Pour les médecins, la réponse est plus compliquée : «on ne cèdera pas au chantage et au travail forcé», mais en même temps ils vous expliquent tout ce qu’ils jugent comme absurde dans cette loi. Un spécialiste ne peut travailler sans un plateau technique : qu’irait-il faire de plus qu’un généraliste, un cardiologue sans échographe ? Qu’irait faire un gynécologue sans anesthésiste-réanimateur ? Et ainsi de suite. Selon une résidente qui aurait posé la question au ministre de la Santé, il lui aurait répondu : «vous irez faire de la médecine de guerre», autrement dit, vous allez travailler avec les moyens de bord. Mais dans ce cas que ferait le résident en «anapath» ou celui de télémédecine à part perdre son temps et ses si fragiles et récentes connaissances médicales ? Ou bien alors, on assistera encore une fois à la naissance d’une médecine spécialisée à deux vitesses : celle des grandes villes et celles des déserts médicaux.

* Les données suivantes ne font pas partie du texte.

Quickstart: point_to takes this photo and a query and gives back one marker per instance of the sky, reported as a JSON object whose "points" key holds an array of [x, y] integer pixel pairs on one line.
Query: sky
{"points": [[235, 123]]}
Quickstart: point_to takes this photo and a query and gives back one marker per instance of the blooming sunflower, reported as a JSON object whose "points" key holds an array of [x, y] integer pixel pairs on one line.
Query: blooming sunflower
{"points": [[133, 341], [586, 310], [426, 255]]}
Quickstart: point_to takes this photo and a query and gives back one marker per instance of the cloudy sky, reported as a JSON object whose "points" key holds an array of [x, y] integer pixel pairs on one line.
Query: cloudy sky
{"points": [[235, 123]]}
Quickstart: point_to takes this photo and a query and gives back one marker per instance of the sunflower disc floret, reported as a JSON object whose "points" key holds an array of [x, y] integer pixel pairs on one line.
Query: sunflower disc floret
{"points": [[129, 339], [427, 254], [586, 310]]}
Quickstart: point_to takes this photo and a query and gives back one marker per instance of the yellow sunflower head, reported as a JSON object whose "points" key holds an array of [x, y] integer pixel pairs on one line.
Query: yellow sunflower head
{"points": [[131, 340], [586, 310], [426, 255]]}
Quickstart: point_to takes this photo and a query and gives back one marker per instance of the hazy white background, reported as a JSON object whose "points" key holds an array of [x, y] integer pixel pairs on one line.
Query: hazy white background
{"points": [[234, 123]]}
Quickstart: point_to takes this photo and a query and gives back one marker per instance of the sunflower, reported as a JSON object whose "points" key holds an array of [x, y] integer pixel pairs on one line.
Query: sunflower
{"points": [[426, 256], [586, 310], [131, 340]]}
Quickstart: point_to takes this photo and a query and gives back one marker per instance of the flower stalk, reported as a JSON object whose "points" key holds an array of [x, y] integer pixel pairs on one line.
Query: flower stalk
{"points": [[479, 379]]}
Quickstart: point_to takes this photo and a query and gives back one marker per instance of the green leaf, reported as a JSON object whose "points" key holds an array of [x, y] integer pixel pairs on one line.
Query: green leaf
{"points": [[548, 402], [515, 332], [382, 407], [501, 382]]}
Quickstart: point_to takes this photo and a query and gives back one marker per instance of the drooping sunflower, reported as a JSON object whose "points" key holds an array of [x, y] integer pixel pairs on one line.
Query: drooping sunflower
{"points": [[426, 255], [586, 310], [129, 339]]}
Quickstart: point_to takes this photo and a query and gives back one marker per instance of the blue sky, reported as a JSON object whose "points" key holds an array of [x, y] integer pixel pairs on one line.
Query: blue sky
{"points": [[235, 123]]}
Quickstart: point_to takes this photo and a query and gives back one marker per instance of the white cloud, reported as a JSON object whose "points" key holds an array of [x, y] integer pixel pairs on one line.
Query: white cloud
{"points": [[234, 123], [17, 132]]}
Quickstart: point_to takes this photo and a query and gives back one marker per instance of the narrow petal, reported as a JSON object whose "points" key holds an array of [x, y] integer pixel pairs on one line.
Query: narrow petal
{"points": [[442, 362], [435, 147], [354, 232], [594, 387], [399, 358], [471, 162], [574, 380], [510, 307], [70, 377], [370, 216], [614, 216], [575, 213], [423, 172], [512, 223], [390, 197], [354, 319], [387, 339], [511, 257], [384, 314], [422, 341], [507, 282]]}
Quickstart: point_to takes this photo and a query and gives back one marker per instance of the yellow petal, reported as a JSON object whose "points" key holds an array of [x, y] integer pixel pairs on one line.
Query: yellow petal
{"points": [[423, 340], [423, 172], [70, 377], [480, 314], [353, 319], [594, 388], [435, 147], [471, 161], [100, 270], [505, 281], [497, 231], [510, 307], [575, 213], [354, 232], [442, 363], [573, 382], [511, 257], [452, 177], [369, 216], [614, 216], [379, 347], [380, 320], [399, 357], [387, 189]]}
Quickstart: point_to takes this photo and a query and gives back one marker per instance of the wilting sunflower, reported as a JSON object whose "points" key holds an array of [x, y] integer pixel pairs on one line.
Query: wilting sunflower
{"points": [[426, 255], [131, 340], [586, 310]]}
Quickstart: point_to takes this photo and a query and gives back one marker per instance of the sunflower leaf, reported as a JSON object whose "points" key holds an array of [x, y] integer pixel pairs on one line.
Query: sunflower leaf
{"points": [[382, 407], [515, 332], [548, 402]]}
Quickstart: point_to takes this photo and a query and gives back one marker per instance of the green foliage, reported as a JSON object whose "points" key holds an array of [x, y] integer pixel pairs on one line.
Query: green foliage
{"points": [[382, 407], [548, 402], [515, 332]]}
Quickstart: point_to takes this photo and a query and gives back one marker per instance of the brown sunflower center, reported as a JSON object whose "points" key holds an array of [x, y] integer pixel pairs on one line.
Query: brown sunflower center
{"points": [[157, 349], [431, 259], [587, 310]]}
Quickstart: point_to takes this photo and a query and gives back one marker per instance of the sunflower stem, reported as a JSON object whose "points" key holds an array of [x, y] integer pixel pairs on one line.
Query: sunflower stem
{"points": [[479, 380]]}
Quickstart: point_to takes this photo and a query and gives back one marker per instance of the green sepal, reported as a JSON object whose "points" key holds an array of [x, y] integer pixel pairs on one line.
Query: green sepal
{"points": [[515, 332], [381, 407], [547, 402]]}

La loi ne concerne que les spécialistes. Elle n’oblige pas les médecins généralistes qui optent pour le privé à travailler 3 années à l’intérieur du pays. C’est une injustice qui révolte les futurs spécialistes. C’est également du travail forcé et c’est illégal, précisent-ils dans toutes les assemblées tenues par le syndicat des internes et des résidents.
Des alternatives pour surmonter la crise
Une réunion a eu lieu samedi 2 novembre 2013 entre la commission législative de l’ANC, le Syndicat des internes et des résidents en médecine de Tunis et un porte-parole du Conseil national de l’Ordre des Médecins de Tunisie. Le syndicat a proposé une alternative dont les grandes lignes sont la création de pôles de santé dans les régions, où les recrutements se feront par équipe multidisciplinaire. Le gouvernement n’a pas les moyens d’améliorer l’état des lieux de la santé publique. Les médecins spécialistes réclament des conditions de travail adéquates. Et si l’on ouvrait le public au privé ? Et si l’on trouvait un arrangement pour que le médecin du privé, bien installé et bien équipé, vole au secours du malade de l’hôpital ? Les solutions existent et elles sont nombreuses. Il ne faut simplement pas choisir celle de la facilité.